Online therapy has expanded enormously and is a legitimate, effective option for CUD treatment. It offers privacy, convenience, and access to therapists you might not be able to see in person. Many therapists now offer video sessions, and some specialize in substance use treatment delivered entirely online.

Questions to Ask a Potential Therapist

Not every therapist is experienced with cannabis use disorder. When you contact a potential provider, consider asking:

  • "Do you have experience treating cannabis use disorder specifically?" (Not just substance use generally — cannabis has its own patterns and challenges.)
  • "What treatment approach do you use?" (You're looking for CBT, MET, or combined approaches.)
  • "Are you open to harm reduction goals, or do you only work toward abstinence?" (This matters if you're not sure complete abstinence is your goal.)
  • "How many sessions does your typical treatment involve?"
  • "Do you accept my insurance / offer sliding scale fees?"
  • "Do you offer telehealth sessions?"

What to Expect in Your First Session

The first session is usually an assessment — the therapist is getting to know you, your use patterns, your goals, and your history. Here's what typically happens:

  • They'll ask about your cannabis use: When you started, how much you use, how often, what products, what triggers your use, whether you've tried to quit before.
  • They'll ask about your mental health: Anxiety, depression, sleep, trauma, other substance use. This is important because co-occurring conditions significantly affect treatment planning.
  • They'll ask about your goals: Do you want to quit entirely? Reduce use? Figure out whether you have a problem? A good therapist will work with your goals, not impose their own.
  • They'll explain their approach: How they work, what to expect, how many sessions they recommend.
  • You get to evaluate them too. The therapeutic relationship matters enormously. If you don't feel comfortable with a therapist after a session or two, it's okay to try someone else. Finding the right fit is more important than sticking with the first person you see.

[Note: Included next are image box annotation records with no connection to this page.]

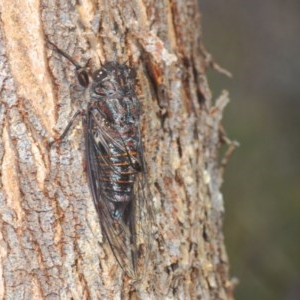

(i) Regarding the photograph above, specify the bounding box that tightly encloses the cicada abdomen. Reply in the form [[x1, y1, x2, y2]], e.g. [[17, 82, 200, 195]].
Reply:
[[49, 42, 152, 277]]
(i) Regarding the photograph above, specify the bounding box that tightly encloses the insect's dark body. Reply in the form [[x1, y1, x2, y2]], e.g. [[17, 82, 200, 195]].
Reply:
[[48, 41, 152, 277], [87, 62, 143, 223]]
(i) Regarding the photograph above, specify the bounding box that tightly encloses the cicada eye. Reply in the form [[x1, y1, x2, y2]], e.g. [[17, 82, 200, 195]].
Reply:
[[128, 68, 136, 79], [93, 69, 107, 82], [94, 80, 116, 96], [76, 68, 89, 88]]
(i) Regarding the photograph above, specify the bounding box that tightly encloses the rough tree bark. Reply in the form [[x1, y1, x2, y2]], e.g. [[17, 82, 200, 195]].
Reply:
[[0, 0, 231, 299]]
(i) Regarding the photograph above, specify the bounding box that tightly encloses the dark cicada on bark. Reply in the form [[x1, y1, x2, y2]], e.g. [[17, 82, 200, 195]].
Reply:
[[48, 41, 152, 278]]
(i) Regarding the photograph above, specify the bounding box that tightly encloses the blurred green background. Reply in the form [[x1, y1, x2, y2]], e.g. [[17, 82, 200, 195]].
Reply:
[[199, 0, 300, 300]]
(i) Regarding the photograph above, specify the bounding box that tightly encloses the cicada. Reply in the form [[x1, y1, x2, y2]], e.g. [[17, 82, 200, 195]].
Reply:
[[48, 41, 153, 278]]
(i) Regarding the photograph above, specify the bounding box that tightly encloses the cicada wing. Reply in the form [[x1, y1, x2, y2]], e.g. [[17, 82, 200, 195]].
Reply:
[[86, 108, 152, 278]]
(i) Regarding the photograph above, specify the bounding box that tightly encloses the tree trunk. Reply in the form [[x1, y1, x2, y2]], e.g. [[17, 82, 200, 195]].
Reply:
[[0, 0, 232, 299]]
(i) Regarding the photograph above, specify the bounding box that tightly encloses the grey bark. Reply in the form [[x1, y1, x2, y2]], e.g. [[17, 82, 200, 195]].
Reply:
[[0, 0, 232, 299]]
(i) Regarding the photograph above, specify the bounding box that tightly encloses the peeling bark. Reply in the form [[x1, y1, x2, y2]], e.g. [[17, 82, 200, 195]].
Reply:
[[0, 0, 232, 299]]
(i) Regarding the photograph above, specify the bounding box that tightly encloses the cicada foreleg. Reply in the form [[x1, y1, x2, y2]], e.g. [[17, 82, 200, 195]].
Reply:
[[47, 40, 91, 88], [49, 109, 85, 147]]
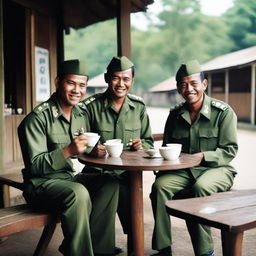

Seeking professional help is one of the most effective things you can do. Only 16.5% of people with CUD receive any substance use treatment — and the most common barrier is simply not knowing where to start. You've already cleared that barrier by reading this page. The next step is making one phone call or sending one email.

Research examining 16 years of data found that only 16.5% of people with CUD receive any substance use treatment. Common barriers include not knowing where to access treatment, not being ready to stop, and perceiving stigma.